— Вам, наверно, на работу пора? Чем занимаетесь? — спросил я, размышляя над ее рассказом.
— Вяжу, по вечерам мою окна на телеграфе. Я бы не возражала устроиться туда постоянно — платят они неплохо.
Она бросила на меня такой наивный, чистый взгляд, что я невольно смутился и вдруг вспомнил, как однажды в горах, выйдя из грота и оглядевшись по сторонам, не увидел ничего из-за сплошного снегопада; я стоял точно под простыней, а когда все утихло, солнце озарило верхушки лиственниц, припорошенных снегом.

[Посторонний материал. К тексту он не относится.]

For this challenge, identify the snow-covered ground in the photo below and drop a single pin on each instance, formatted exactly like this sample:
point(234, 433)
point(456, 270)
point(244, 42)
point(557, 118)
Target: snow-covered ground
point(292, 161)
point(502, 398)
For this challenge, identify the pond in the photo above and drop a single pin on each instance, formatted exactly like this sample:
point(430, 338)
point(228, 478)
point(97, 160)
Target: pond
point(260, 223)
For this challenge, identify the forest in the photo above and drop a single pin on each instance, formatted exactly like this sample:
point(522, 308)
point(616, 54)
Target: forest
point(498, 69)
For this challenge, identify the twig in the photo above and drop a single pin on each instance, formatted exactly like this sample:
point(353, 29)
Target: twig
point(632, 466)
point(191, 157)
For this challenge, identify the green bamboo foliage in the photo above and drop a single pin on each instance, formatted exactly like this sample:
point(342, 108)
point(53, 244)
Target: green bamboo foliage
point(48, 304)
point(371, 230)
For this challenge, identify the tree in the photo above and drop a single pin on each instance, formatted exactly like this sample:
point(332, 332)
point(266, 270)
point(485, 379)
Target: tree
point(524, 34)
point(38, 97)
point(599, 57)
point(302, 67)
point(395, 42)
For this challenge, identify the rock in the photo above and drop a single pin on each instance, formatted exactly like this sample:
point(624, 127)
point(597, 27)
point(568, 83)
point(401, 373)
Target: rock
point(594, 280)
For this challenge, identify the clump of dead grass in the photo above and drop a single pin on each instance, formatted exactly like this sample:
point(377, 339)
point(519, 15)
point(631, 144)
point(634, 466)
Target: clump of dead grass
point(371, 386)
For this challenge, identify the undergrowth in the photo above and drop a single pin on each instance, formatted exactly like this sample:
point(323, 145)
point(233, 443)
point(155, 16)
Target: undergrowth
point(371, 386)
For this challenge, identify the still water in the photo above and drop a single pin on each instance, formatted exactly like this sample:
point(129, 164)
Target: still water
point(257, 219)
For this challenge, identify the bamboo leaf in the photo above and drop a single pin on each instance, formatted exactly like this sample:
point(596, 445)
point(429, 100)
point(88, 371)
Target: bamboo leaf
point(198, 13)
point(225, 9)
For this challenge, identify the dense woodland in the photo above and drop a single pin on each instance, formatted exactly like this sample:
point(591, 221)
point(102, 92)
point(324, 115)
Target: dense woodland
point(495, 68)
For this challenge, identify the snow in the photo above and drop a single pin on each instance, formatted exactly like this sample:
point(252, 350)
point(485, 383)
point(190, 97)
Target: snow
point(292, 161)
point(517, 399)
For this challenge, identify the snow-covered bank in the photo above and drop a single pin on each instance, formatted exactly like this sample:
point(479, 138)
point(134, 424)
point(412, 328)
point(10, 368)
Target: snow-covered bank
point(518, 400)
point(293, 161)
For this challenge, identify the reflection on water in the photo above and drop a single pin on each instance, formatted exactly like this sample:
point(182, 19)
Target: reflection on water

— Представляете, — снова заговорила она с улыбкой, — однажды он принес мне стихотворение, сам написал. Там было про что-то скрипучее, кажется про калитку, и все в рифму. Он встречал меня после работы на своем мотоцикле. Ему нравилось быстро ездить. Я боялась, просила потише, а он знай твердил, что больше не будет.
Странная штука: мы одновременно смотрим друг другу на руки. Смущенный тем, что по сравнению с ее натруженными, обветренными руками мои выглядят изнеженными, я рассказываю, как весной ни с того ни с сего у меня появились бородавки, впервые такая пакость, а одна — самая отвратительная — прямо посреди левой ладони, больно даже стало велосипедный руль держать.
— Надо было к доктору сходить, он бы определил, бородавки это или что другое. У одной моей подруги, она живет в долине Бленио, на голове появляются какие-то шишки, и ей их каждый раз вырезают.
— Да я уже собрался к врачу, хотел, чтоб мне их выжгли или срезали, но сперва решил один способ попробовать: пришел я на реку, а дело было в мае, опустил руки в воду, а когда бородавки размякли, стал их соскребать до самых корней, а потом на солнце подсушивать. Поскребу — посушу, опять поскребу, опять посушу, и так час, не меньше. Представьте себе, через неделю ни одной не осталось.
— Потрясающе.
— У меня приятель есть, моложе меня, недавно прошел специализацию по дерматологии, так он мне говорил, что в Женеве, в университетской клинике, многие пациенты поправляются не от лечения, а от веры в лечение; кожные заболевания — дело темное, они тесно связаны с нервной системой, поэтому могут пройти от одного внушения. Кстати, вспомнил, этот приятель в детстве любил есть цветки магнолий.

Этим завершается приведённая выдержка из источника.